Mr. Murray ["sic"] removed from Williamsburg, having entered into holy
orders, in the summer of 1786, and after his removal I [L.W. Tazewell] was left entirely to myself, to do as I pleased, for my father was often from home, and while there was too actively employed to attend much to me. Altho' not vicious, yet I became very idle and scarely ever opened a book. I continued thus for some months, when day meeting Mr. Wythe in the street, he immediately accosted me, and carried me to his house. There he questioned me very closely as to my situation and occupation, and examined very closely as to my studies. He made me translate for him an ode of Horace and some lines in Homer. I did not acquit myself as well as I had formerly done, but he seemed satisfied with my performance, which was without any previous preparation. My father was then in Richmond, but the day after his return Mr. Wythe called to see him, and stating to him what had passed between my grandfather and himself some time before, and what had taken place between him and myself during my father's absence, he very kindly offered to take me under his charge. My father was delighted at this unexpected overture, to which he very willingly assented and the very next day I was sent to attend Mr. Wythe, who resided but a short distance from our house.

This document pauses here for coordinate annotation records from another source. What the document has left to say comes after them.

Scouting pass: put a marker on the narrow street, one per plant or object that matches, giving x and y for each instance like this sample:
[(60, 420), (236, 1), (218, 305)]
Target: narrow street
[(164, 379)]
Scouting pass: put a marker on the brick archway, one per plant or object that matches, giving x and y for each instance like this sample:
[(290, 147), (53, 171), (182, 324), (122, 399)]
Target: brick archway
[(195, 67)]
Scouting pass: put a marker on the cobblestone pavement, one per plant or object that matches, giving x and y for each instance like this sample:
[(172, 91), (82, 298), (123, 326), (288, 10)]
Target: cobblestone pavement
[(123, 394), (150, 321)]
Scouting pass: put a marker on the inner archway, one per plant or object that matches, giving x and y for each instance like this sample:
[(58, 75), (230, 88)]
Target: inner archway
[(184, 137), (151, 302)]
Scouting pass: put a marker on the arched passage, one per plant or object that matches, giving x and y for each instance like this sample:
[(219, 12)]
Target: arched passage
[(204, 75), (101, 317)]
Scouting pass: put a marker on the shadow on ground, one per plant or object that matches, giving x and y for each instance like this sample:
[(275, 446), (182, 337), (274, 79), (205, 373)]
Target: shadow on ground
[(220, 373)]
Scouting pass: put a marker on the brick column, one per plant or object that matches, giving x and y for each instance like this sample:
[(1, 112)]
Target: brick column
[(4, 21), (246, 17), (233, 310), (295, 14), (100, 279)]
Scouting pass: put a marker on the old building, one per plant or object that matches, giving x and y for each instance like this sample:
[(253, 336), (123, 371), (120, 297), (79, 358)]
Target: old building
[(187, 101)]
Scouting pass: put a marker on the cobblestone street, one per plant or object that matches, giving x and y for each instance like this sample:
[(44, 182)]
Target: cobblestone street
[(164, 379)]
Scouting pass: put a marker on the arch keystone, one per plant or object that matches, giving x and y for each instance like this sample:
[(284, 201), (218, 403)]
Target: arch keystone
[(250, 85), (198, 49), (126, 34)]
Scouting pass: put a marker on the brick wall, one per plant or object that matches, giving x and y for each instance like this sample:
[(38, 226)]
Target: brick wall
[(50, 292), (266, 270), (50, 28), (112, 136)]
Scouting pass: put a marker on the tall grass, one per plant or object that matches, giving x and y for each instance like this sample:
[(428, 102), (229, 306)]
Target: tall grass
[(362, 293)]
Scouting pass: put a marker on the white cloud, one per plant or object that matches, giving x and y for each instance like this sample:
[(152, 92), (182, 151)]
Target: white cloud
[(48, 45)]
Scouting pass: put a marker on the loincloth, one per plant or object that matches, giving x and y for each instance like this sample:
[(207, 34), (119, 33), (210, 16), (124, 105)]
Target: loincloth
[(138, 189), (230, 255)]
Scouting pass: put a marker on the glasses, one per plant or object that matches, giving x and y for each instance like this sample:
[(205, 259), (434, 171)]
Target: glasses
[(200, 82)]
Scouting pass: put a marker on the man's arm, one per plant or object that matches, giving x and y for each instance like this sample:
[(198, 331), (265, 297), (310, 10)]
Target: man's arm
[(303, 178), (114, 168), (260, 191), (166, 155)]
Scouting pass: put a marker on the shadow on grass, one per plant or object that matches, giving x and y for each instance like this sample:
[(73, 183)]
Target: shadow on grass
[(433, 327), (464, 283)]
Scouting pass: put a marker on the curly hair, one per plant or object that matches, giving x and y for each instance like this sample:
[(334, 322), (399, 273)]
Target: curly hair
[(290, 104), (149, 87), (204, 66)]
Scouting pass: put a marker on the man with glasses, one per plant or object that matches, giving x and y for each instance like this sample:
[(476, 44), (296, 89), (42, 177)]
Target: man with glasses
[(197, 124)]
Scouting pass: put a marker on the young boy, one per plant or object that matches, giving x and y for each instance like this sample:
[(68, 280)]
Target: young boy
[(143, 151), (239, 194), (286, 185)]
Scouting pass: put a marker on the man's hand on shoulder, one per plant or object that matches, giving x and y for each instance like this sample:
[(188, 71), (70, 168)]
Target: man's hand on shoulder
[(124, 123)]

Before I proceed to give any further account of myself, let me make you ^somewhat acquainted with this great and good man, under whose tuition I passed several of the succeeding years of my life. Mr. Wythe was a native of the county of Elizabeth City. I have often heard him say that we was intirely indebted to his mother for his early education. She was an extraordinary wom[an] in some respects, and having added to her other acquirements a knowledge of the Latin language, she was the sole instructress of her son in this also. He was very studious and industrious, and as he grew up, so much improved on this good foundation his mother had laid, that he made himself in time one of the best Latin scholars in America. Long after he had attained manhood, and had been engaged extensively in the practice of the Law, he determined to teach himself Greek and he entered upon and prosecuted this task with so much zeal, that in a few years he had made himself certainly the very best Greek scholar I have seen and such was universally acknowledged to be. He afterwards in like manner acquired the French language, and became deeply versed in Algebra, Mathematics,
and Natural Philosophy. He therefore may [be] very properly considered as one of the rare examples the world has ever produced of a man who by his own unaided efforts, has made himself a profound scholar. When he came to Williamsburg, and commenced the study of the law, under the direction of my grandfather Waller, who was ten years older than himself, and engaged at that time in its practice, Mr. Wythe by his unwearied industry, soon acquired a very extensive knowledge of this science, in all its branches, and obtaining a licence, returned to his native county, where he commenced the practice of the law about the year 1748. He was then elected a member of the house of Burgess, and continued to represent the County of Elizabeth City in that body for many successive years.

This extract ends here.